In recovery and the therapeutic process, the limbic brain needs to be around others – especially like minded souls. We crave it, and may not even realise it. This is why group therapy, and fellowships in recovery, tend to work so well. They allow the limbic brain, which may have been traumatised, the chance to heal by connecting with others. It is the nature of the ‘herd instinct’ in all mammals. We were not intended to be alone.
Of course in lockdown, where imposed isolation has been enforced, it can be devastating for people in recovery (as well as anyone else trying to improve their mental health to stay connected). Loneliness, fear, grief, loss, depression. They are experienced by sensitive people at alarmingly high levels.
Has there been a silver lining of lockdown? What joys/ blessings/ lessons have you and your clients experienced?
Yes absolutely. Some have talked about feeling like they have been in their own private rehab! It’s been a unique chance to be with their feelings, without the usual distractions and business of life. By staying connected to online meetings, recovery and therapy, many have gone through huge shifts and transformations in their lives over the last few months. Generally, I think it has given people a real opportunity to slow down and take stock of their lives.
Obviously lots of people will have been affected by Covid – physically, emotionally and financially. And devastatingly, many have lost loved ones. I can’t begin to imagine what this must be like. I’m always very mindful of this process of gain for some, and loss for others.

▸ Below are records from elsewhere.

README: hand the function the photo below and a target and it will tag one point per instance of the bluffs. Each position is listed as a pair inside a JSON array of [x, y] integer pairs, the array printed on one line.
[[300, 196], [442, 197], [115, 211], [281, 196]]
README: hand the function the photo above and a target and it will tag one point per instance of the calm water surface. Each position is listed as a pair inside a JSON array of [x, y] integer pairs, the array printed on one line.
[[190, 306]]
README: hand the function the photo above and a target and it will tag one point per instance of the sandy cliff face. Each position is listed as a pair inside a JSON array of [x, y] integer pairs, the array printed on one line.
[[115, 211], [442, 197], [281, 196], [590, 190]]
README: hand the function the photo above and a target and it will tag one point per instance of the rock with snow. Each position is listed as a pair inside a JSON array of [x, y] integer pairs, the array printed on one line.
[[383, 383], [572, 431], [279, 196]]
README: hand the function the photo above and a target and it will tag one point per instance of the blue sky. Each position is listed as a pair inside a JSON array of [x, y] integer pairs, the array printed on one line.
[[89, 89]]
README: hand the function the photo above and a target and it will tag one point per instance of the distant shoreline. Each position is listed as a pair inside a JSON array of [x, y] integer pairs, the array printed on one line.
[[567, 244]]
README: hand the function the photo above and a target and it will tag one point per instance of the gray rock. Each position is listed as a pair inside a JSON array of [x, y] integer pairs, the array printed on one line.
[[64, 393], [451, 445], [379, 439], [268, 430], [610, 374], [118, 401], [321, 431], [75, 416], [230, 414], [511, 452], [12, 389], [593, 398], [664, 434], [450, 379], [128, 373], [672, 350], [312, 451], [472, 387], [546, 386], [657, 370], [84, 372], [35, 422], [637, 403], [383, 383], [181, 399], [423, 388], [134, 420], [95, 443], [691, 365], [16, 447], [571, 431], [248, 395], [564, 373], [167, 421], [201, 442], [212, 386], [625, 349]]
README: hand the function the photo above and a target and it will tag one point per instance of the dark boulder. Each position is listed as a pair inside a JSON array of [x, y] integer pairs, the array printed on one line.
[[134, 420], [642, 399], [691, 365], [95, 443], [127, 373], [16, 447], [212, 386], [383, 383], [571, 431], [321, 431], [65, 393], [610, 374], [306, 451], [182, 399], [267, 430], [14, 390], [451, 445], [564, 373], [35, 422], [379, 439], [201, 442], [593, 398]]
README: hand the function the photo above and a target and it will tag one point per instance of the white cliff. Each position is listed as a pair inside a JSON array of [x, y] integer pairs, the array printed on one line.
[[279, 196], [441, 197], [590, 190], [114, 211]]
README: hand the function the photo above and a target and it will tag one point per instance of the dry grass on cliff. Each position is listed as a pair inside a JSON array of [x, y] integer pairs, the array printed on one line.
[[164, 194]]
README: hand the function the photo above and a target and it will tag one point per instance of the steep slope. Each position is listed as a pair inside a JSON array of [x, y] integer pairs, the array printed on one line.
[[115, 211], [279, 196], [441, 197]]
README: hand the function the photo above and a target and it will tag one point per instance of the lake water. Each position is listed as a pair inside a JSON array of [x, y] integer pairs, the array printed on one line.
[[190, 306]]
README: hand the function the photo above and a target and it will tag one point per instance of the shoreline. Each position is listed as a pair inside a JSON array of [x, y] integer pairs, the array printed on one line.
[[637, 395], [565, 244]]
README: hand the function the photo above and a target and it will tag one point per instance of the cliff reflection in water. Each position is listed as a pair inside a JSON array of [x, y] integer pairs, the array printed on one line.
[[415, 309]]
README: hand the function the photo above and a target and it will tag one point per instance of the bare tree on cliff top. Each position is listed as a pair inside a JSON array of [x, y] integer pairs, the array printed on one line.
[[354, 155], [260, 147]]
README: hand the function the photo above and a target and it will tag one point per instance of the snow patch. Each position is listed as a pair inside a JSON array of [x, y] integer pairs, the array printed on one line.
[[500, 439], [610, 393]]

I think there’s been a collective grieving process going on. The loss of life, culture, routine, society, commerce, economic structure and so on. As we come out of lockdown, there’ll be another process to come as we try to re-intergrate back to life and a new kind of acceptance. But there may be denial, anger, bargaining and depression to work through too.
How are you being supported? How are you looking after yourself and your recovery?
For me, I think getting the balance right between my own recovery, and being able to support other people is vital. As quite a busy person professionally, it’s been wonderful for me to slow down and be with myself more.
Like many people, I have missed being around people I love – friends, family and my home group meetings especially. I have been attending recovery meetings online which has really worked for me.
Also – just after lockdown began I got the app Disney+. That was a real gift for my inner child! I must have literally gone through the entire Disney back catalogue from Snow White to Inside Out!
What have you learned about yourself throughout this experience?
That my own inner-child needs more time to play. I’ve realised that he really loves – and is quite good at – jigsaw puzzles!
What are you looking forward to most after this all ends?
Being able to hug my friends and family. Friday night curry after work. Scented candles from Muji. Coffee in Old Compton Street watching the world go by. And a night out at the movies.